Thank you. I'm embarrassed to say, I didn't realize they were higher in fat. That alone is a good reason not to let him have many.


----------



## Deere (Jun 25, 2021)

Puppy Love said:


> Thank you. I'm embarrassed to say, I didn't realize they were higher in fat. That alone is a good reason not to let him have many.


Ivan wouldn't even lick one let alone eat it. He will occasionally eat raw green & wax beans from the garden otherwise he doesn't eat vegetables.


----------



## Puppy Love (Aug 10, 2015)

Deere said:


> Ivan wouldn't even lick one let alone eat it. He will occasionally eat raw green & wax beans from the garden otherwise he doesn't eat vegetables.


That is funny! Wally loves his veggies. I chop up little pieces of carrots, squash, etc., and use them for training treats sometimes. He gets just as excited for them as he does for the higher-value treats. When he sees someone eating he will watch and hang around to see if anyone drops anything by accident, my mother has Alzheimer's and tends to, but will go do other things too.
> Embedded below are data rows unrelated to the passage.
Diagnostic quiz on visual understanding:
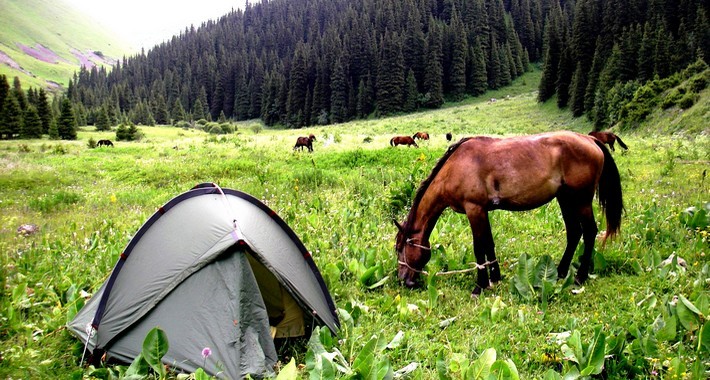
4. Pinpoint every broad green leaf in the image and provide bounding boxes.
[142,327,169,378]
[543,369,562,380]
[535,255,557,286]
[124,354,150,377]
[698,321,710,352]
[678,294,702,316]
[466,348,496,380]
[676,296,699,331]
[370,356,394,380]
[436,351,451,380]
[386,330,404,350]
[585,327,606,375]
[488,359,520,380]
[353,337,378,379]
[653,315,677,342]
[276,358,298,380]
But if there is edamame, he's not leaving.


----------



## Skylar (Jul 29, 2016)

Puppy Love said:


> Thank you. I'm embarrassed to say, I didn't realize they were higher in fat. That alone is a good reason not to let him have many.


I myself was surprised to discover that soy beans were high in fat compared to all the other beans. That’s why you see soybean oil and not pinto bean or garbanzo bean oil.


----------